[Haskell-cafe] Re: Emulating bash pipe/ process lib
Simon Marlow
simonmarhaskell at gmail.com
Fri Feb 10 06:53:25 EST 2006
Bulat Ziganshin wrote:
> Hello Donn,
>
> Friday, February 10, 2006, 12:47:42 AM, you wrote:
>
>
>>>DC> "Slow" devices like pipes, sockets etc. get along fine with Handles
>>>DC> or whatever buffered I/O - as long as you have only one going at a time.
>>>DC> Multiple input sources - like, say you want to read a process' output
>>>DC> (unit 1) and diagnostic output (unit 2) separately, and either one has
>>>DC> the potential to fill up the pipe and block while you're waiting for
>>>DC> input on the other pipe - buffers at least complicate the dispatching
>>>DC> mechanics you need for this, if not make it impossible.
>>>
>>>are you tried LineBuffering and NoBuffering? seem that it is developed
>>>exactly for this case (plus for terminals)
>
>
> DC> That's part of the idea, it helps keep the data out of buffers where
> DC> select or whatever can't see it.
>
> DC> But then you need functions with semantics that really support unbuffered
> DC> I/O. When select tells you that the device is readable, you don't know
> DC> that there is one full line, or how many bytes there are, so hGetLine
> DC> doesn't apply here, nor would the Haskell equivalent of fread(3) if there
> DC> were one. The only thing left is hGetChar - one char, then select, then
> DC> another. (And multi-byte chars cause us to worry about this.)
>
> when i think how to implementat LineBuffering, i decided that it is
> the only possible way - read byte a time and see for a '\n'. i don't
> know how System.IO implemented but i think that it should do the same
Read as much as you can into the buffer without blocking. Line
buffering on input is actually implemented exactly the same as block
buffering.
You might argue that strictly speaking this isn't line buffering, since
you can get data from the Handle before the end of line is available.

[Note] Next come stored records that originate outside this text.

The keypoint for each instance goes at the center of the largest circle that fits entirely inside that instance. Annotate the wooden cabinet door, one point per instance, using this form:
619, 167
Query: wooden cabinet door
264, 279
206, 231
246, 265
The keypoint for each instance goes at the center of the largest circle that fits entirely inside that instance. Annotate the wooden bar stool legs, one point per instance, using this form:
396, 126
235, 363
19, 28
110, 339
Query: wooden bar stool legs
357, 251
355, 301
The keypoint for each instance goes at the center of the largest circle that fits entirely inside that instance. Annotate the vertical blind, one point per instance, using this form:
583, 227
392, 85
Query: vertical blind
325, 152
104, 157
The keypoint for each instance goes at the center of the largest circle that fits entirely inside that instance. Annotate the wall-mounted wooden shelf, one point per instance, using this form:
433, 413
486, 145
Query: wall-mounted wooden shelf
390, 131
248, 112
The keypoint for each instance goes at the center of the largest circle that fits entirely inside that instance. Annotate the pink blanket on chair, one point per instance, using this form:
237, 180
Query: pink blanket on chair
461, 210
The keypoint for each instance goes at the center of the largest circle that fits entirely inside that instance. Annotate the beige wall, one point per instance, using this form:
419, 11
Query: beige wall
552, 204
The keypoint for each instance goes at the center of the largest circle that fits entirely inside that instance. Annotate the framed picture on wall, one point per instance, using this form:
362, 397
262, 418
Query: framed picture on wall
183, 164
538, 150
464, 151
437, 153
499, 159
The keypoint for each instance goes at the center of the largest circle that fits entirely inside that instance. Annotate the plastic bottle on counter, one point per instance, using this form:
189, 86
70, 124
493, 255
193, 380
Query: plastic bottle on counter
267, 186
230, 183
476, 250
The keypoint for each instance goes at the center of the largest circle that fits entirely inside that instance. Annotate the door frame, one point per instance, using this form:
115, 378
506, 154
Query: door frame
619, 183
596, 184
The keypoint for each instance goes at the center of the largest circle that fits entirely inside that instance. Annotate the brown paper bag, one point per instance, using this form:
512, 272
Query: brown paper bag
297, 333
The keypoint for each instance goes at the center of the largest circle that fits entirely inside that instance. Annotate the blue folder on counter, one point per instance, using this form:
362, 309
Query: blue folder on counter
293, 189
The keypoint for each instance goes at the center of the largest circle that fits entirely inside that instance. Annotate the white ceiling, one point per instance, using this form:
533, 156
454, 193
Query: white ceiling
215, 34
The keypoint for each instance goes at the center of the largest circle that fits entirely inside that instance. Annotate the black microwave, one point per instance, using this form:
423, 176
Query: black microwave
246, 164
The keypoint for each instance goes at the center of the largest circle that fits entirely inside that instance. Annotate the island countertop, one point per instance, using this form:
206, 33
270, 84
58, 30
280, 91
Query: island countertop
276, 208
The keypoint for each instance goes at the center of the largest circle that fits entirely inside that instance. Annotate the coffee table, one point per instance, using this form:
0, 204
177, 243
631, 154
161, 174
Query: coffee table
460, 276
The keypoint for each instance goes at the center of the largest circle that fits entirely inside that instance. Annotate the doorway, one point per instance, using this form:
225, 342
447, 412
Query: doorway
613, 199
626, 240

That's true, but I'd argue this is more useful. In fact, we changed
block buffering on input handles so that the input buffer doesn't have
to be completely full before data can be returned, which is also not
strict block buffering, but seems more useful.
I suppose conceivably you might want to force a read buffer to be
completely full so that you could guarantee to read it all without
blocking, but in that case you might as well use hGetBuf & peekArray.
Similarly you might want to ensure the buffer contains a complete line
before starting to read it, but can use hGetLine anyway.